New parking ordinance more efficient
July 14, 2010 | 08:53 AM
|SAVING RESIDENTS MONEY
Thanks to the approval of an amended ordinance Monday night, Lyons residents will only have to pay a $25 ticket now instead of $125 if they park on town roads between December 1 and April 1 from 2 and 6 a.m. Also, a traffic map will be available for all residents at the Town Hall which will outline stop signs, yield signs and speed limits in the town. The ordinance will be enforced in order to help the highway department do its job of maintaining roads in the winter without interference from vehicles.|
Lyons — As little as a month ago, any resident who was written a ticket for parking his or her car overnight on town roads was in for a monetary shocker.
What started as a $25 fine suddenly became a $125 total fee based on court costs through the town and Walworth County courts.
However, thanks to a complaint from resident Mark Schilling back in February and extensive work by ordinance enforcer Andy Makar, town officials approved a motion Monday night at the monthly Town Board meeting to amend a new ordinance that will cost residents $25 a ticket for parking overnight between Dec. 1 and April 1 from 2 to 6 a.m.

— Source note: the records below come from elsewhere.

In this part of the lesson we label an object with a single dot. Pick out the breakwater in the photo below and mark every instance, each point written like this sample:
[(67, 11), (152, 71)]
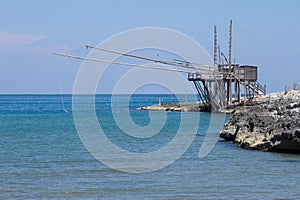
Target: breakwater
[(270, 123)]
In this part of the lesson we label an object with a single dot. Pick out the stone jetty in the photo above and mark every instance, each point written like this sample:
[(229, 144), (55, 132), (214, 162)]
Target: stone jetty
[(270, 123), (176, 107)]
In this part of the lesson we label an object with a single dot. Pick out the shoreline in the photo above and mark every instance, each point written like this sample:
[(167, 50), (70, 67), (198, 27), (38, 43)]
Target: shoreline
[(268, 123)]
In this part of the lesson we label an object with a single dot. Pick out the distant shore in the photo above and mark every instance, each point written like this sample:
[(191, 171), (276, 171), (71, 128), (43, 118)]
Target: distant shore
[(269, 122)]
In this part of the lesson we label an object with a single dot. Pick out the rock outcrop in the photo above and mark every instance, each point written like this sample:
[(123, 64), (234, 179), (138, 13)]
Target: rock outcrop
[(270, 123)]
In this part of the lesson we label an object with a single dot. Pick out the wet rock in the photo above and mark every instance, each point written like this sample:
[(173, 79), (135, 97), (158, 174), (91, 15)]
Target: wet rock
[(270, 123)]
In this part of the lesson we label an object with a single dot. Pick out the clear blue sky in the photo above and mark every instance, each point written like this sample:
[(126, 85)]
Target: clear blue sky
[(265, 33)]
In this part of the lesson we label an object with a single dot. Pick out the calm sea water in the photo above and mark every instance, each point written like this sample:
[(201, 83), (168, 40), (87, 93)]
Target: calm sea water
[(41, 156)]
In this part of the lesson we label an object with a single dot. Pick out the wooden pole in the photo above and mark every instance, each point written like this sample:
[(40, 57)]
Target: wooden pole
[(230, 68)]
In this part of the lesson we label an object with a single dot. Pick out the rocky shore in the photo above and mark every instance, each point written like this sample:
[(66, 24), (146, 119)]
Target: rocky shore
[(269, 123)]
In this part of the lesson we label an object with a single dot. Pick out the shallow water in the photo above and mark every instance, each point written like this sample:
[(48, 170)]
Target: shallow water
[(42, 156)]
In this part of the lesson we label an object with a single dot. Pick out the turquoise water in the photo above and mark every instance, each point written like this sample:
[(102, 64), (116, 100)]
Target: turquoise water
[(42, 157)]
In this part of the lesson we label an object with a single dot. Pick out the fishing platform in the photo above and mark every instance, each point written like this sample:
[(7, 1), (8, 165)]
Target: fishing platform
[(218, 86)]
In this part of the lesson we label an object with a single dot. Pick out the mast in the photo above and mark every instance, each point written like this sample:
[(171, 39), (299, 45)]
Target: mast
[(215, 46), (230, 67)]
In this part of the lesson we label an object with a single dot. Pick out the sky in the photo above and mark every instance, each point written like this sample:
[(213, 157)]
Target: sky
[(265, 33)]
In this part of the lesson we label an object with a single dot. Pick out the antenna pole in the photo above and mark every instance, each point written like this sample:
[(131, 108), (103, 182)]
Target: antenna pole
[(215, 46), (230, 67)]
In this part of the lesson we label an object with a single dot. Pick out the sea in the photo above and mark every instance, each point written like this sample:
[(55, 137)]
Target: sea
[(42, 156)]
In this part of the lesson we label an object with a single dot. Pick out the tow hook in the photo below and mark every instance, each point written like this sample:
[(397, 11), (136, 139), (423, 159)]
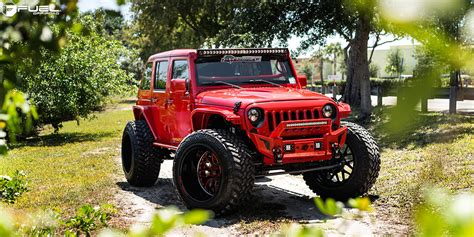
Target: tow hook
[(277, 155)]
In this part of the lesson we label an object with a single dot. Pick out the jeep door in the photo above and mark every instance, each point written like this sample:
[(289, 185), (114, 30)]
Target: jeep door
[(160, 96), (177, 109)]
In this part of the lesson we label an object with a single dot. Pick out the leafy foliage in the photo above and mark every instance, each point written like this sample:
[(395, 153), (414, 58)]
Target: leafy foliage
[(442, 214), (88, 219), (77, 81), (11, 188), (16, 31)]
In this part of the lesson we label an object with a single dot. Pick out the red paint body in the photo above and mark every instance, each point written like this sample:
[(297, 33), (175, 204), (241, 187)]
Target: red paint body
[(175, 112)]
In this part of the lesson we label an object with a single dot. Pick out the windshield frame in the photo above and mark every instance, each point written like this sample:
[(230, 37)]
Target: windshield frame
[(281, 59)]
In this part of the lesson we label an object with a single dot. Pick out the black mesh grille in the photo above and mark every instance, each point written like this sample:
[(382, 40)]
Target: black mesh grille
[(274, 118)]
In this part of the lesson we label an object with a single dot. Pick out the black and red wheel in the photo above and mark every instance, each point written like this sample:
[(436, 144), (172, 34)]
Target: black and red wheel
[(359, 167), (141, 161), (213, 170)]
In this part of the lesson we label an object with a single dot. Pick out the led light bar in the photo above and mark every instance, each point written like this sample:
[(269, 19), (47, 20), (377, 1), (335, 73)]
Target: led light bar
[(292, 125), (211, 52)]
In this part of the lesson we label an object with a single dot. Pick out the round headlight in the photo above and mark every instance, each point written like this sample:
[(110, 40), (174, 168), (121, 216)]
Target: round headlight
[(255, 116), (329, 111)]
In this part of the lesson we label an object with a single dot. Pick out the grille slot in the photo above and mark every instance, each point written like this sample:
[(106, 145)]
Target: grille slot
[(274, 118)]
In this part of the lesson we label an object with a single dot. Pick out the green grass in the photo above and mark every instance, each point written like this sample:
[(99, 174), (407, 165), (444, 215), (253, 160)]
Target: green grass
[(433, 150), (75, 166)]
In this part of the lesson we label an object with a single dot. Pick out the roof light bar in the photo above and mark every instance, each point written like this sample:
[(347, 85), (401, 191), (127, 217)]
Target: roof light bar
[(292, 125), (210, 52)]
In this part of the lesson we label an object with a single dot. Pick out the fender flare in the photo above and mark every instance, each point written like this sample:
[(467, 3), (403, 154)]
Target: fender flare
[(200, 116), (150, 114)]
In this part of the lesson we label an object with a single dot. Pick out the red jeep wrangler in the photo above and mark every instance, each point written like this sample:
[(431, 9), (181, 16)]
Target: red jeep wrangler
[(226, 116)]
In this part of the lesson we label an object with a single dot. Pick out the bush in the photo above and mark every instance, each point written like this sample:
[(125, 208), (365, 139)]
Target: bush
[(11, 188), (75, 82), (88, 219)]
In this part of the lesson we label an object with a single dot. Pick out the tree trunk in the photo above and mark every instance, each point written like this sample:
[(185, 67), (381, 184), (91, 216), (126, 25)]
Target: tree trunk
[(321, 66), (357, 91), (454, 85)]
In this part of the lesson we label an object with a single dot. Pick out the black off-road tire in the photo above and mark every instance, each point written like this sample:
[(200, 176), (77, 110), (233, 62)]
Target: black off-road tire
[(364, 173), (140, 160), (238, 171)]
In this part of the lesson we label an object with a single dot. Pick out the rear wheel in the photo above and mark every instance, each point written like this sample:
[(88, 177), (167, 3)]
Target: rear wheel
[(140, 160), (213, 170), (360, 165)]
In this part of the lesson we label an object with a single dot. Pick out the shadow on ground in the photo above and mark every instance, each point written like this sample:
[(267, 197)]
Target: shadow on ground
[(269, 203), (59, 139)]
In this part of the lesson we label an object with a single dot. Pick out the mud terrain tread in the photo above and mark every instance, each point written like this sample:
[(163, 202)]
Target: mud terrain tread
[(146, 161), (374, 154), (363, 183), (243, 174)]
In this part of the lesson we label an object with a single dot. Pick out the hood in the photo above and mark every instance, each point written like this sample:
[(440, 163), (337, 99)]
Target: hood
[(228, 97)]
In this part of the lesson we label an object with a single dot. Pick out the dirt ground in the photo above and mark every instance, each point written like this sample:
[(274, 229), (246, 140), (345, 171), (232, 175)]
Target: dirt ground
[(276, 201)]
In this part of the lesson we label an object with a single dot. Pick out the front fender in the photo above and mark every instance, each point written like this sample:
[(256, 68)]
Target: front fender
[(200, 116), (150, 114)]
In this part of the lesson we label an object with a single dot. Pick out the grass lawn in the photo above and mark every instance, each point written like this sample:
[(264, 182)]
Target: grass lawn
[(435, 150), (72, 167)]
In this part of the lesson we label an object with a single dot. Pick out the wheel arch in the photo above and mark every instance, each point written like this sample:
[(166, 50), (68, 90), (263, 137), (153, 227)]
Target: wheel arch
[(208, 118), (150, 115)]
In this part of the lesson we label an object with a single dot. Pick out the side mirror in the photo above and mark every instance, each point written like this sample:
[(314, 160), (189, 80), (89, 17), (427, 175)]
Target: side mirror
[(303, 80), (178, 86)]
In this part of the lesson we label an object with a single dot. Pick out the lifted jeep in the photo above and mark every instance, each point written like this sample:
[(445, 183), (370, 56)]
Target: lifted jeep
[(226, 116)]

Officials are relieved to be able to not overcharge residents.
"We would like to keep our rural character but maintain safety," Town Supervisor Jim Shimeck said. "This new ticket is much cheaper and more efficient. There is no reason to involve the court system."
The ordinance specifically states offenders "shall be deemed guilty of an offense and shall forfeit no less than $25 but not more than $100 and the costs of prosecution, collection or enforcement."

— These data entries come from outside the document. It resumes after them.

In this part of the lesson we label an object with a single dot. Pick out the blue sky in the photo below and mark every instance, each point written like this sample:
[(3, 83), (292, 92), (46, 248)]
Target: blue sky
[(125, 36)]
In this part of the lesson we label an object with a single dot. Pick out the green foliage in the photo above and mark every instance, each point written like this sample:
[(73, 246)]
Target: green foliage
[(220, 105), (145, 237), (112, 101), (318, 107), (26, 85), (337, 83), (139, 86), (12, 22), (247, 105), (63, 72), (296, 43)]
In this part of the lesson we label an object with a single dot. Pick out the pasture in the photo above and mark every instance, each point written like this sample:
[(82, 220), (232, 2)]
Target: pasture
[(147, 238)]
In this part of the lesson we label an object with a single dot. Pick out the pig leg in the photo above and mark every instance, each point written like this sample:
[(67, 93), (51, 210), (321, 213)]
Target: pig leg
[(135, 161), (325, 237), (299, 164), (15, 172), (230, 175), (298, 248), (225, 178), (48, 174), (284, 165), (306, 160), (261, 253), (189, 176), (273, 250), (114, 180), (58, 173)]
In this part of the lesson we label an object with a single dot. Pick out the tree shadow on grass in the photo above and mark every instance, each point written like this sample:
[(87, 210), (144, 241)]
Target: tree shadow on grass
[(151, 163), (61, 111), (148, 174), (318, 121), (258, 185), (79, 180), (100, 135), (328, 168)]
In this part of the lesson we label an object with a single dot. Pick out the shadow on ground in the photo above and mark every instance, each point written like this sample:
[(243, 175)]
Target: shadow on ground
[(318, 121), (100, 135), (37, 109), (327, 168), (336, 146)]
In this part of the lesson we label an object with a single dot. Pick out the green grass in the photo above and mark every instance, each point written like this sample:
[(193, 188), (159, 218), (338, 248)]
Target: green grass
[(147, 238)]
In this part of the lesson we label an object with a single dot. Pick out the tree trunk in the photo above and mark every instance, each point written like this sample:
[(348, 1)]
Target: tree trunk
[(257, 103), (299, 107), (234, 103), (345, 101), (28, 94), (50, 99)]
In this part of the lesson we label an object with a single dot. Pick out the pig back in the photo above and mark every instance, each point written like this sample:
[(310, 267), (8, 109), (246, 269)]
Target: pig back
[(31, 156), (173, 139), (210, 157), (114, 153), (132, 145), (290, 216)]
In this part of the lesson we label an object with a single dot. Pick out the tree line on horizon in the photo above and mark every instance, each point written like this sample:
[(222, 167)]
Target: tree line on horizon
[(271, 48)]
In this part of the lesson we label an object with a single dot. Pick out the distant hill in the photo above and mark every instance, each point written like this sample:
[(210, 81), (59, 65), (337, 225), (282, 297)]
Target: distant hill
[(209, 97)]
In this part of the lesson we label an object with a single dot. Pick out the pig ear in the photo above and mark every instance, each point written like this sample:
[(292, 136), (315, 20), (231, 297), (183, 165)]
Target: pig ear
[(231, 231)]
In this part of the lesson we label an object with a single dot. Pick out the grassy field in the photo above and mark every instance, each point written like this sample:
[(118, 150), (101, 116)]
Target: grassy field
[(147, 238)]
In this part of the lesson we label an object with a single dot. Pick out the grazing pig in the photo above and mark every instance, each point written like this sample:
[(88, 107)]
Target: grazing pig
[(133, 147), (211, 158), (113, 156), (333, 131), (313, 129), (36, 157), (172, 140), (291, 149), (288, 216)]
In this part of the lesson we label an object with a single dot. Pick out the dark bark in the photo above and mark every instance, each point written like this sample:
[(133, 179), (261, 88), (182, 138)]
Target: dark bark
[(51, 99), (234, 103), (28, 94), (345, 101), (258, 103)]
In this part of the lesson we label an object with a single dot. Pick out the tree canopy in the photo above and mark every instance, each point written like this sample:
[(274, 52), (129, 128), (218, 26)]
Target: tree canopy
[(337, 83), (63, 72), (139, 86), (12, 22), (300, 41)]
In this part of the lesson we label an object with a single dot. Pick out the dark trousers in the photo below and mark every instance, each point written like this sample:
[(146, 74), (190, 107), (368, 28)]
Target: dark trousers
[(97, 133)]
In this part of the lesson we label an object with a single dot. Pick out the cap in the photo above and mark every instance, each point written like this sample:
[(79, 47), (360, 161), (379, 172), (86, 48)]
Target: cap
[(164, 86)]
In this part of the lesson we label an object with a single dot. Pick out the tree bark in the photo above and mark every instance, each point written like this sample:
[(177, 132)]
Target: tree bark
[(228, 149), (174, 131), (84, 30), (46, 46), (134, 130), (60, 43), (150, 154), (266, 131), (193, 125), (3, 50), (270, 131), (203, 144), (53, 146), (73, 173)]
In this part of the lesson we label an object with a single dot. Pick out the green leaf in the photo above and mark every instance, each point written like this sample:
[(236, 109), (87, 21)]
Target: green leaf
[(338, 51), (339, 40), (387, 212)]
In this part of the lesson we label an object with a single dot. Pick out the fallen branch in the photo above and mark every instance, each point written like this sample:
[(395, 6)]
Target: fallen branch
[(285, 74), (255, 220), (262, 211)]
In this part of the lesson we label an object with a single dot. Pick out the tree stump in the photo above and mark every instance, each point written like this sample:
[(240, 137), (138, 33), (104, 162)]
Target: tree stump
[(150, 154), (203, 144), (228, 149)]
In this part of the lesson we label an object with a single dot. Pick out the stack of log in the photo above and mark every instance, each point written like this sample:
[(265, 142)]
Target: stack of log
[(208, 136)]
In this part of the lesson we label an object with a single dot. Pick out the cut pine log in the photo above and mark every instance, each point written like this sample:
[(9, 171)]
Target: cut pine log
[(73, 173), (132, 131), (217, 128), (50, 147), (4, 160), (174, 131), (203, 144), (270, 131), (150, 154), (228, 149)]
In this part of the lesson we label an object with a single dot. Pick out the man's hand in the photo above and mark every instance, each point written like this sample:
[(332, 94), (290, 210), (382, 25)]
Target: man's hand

However, Town Chairman Bill Mangold assured the crowd excess fees would only be incurred if residents failed to pay on time.
"This will not generate revenue for the town in any way," Makar said.
"It's just the best way for the Highway Department to do its job."
The Highway Department needs the roads clear early in the morning to plow excess snow.
Along with the parking ordinance change, residents will now have access to an official traffic map located at the town hall.
According to the traffic code, the map will include "speed zones, through streets, stop signs, yield right-of-way signs, one-way streets, parking prohibitions and restrictions and heavy traffic routes ... kept on file in the town hall."
"We want the highway department to continue to do its job," Mangold said.
Back in February, resident Mark Schilling decided he wasn't going to pay a $124.50 ticket for parking on a town street overnight and attempted to bring his case to a jury trial.
He even told his story to Fox 6 news in Milwaukee.
Although Lyons Ordinance Enforcer Andy Makar apparently left a warning on Schilling's car, Schilling said he never got it.
Eventually his case was dropped, and the incident prompted the Town Board to look into changes to the overnight parking ordinance.
"Primarily, it was being enforced during the winter months," Makar said. "Our No. 1 concern was to take the vehicles off the road so the towns could plow safely and efficiently."
Mangold said there currently are a dozen signs throughout the town that mention the parking hours.
The ordinance is only enforceable on town roads, not state highways such as Highways 36 or 11.
Mangold and Makar said that failure to pay fines can ultimately lead to vehicle suspension.
In November, Makar will hang warning cards on cars in violation in preparation for Dec. 1.
He is open to giving the benefit of the doubt to residents with valid excuses.
"If you give me a legitimate reason, I'll dismiss the ticket," Makar said.